The Right of Contract is basic in Common Law and Common law was basic to our Founding Fathers. But, certain men in the United States made a concerted effort to circumvent and override Common Law with tort and statutory law. Laborers have not been allowed to contract to work below minimum wage, patients have not been allowed to contract with doctors for a more limited service in exchange for less cost to patients. The FBI has, on occasion, ignored the Right of accused to contract for the Counsel of their Choice.

And now, Supreme Court Justices Sandra Day O’Connor, Anthony Kennedy, David Scouter, Ruth Bader Ginsburg and Steven Breyer have agreed to go along with Justice John Paul Stevens attempt of finding a side issue that an employees contract to settle employment disputes by arbitration “does not materially change the EEOC’s statutory function or remedies otherwise available” in order to uphold the EEOC’s supposed right and jurisdiction to ignore the employees contract. The real issue here is the right of contract and the validity and superiority of common law contracts when conflicting with statutory law.

The Confederate viewpoint pointed out by the Federation of States (a confederate restoration organization) is that statutory law of Congress may not abrogate the right of contract. Therefore, although the EEOC has a statutory mission with certain authority, it was never given the right by Congress to overturn the Right of Contract between individuals and thus countermand the Constitution.

If a man wishes to contract to work as a contractor for some business as some unprofitable rate which might work out to be less than the minimum wage for laborers, then such contractor has a right to abide by that contract regardless of Federal (Congressional) statutes giving some Federal Agency certain authority over ordinary employees.

The real impact of this decision was to once again attack the Right of Contract as alluded to by Justice Clarence Thomas a former chief of the EEOC when he dissented by stating: “I cannot agree that the EEOC may do on behalf of an employee that which an employee has agreed not to do for himself.” Thomas was joined in his dissent by Chief Justice William Rehnquist and Justice Antonin Scalia.

Apparently, Congress needs to pass a Statute similar to the above shown Statute Confirmatio Cartarum under King Edward confirming the superiority of the Right of Contracts and against laws that would impair the obligation of Contracts. Perhaps a suit needs to be filed against this Supreme Court decision as being unconstitutional itself in their EEOC decision.

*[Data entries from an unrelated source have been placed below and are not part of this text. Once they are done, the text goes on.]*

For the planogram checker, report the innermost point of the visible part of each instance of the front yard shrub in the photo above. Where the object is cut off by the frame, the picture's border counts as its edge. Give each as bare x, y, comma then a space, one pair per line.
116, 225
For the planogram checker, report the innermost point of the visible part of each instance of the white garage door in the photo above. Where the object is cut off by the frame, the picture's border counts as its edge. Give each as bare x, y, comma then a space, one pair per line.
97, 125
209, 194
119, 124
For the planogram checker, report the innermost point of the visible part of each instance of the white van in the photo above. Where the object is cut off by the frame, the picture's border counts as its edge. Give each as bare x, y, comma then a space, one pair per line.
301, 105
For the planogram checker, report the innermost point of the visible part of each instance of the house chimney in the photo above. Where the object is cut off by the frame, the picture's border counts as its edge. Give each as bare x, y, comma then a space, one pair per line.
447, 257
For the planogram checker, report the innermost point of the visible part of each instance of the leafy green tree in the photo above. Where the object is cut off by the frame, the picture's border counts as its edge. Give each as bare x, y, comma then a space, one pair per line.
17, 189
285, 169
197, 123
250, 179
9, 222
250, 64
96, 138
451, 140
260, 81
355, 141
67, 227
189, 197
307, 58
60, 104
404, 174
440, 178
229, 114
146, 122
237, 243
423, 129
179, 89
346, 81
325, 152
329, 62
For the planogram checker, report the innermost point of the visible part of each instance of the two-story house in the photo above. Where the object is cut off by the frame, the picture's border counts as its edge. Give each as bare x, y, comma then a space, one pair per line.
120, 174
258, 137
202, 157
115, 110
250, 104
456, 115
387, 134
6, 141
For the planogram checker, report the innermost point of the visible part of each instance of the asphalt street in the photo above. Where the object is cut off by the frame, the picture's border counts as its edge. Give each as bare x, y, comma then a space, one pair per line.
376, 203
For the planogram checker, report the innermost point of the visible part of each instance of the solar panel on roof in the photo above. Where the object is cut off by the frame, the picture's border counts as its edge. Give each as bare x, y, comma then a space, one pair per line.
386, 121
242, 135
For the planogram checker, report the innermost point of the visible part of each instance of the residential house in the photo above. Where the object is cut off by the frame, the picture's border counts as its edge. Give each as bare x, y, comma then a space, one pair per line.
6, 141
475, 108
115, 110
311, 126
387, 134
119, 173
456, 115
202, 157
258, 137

The Federation of States advises that this is a typical example of the overstepping of authority (usurpation of jurisdiction) by the Supreme Court and the reason why constitutional issues should be taken away from the Supreme Court and be decided instead by a new Constitutional Court whose only jurisdiction would be deciding Constitutional issues for the Supreme Court who is otherwise the court of last resort except in Constitutional matters where then the Supreme Court would be stripped of jurisdiction. Such matters are under consideration for a Restored Confederate States of America.

It is not convenient for the Federal Empire of the United States to have to deal with and/or be curtailed by the Constitution. Major events leading up to the War of Northern Aggression involved attempts by men in power in Washington to circumvent difficult restrictions within the Constitution causing men in the South to suffer economic plundering by Northern Industrial, Mercantile and shipping interests and thus leading up to their secession and formation of a Confederacy in 1861 whereby they planned to restore the Republic as envisioned and established by their founding fathers between 1779 and 1789.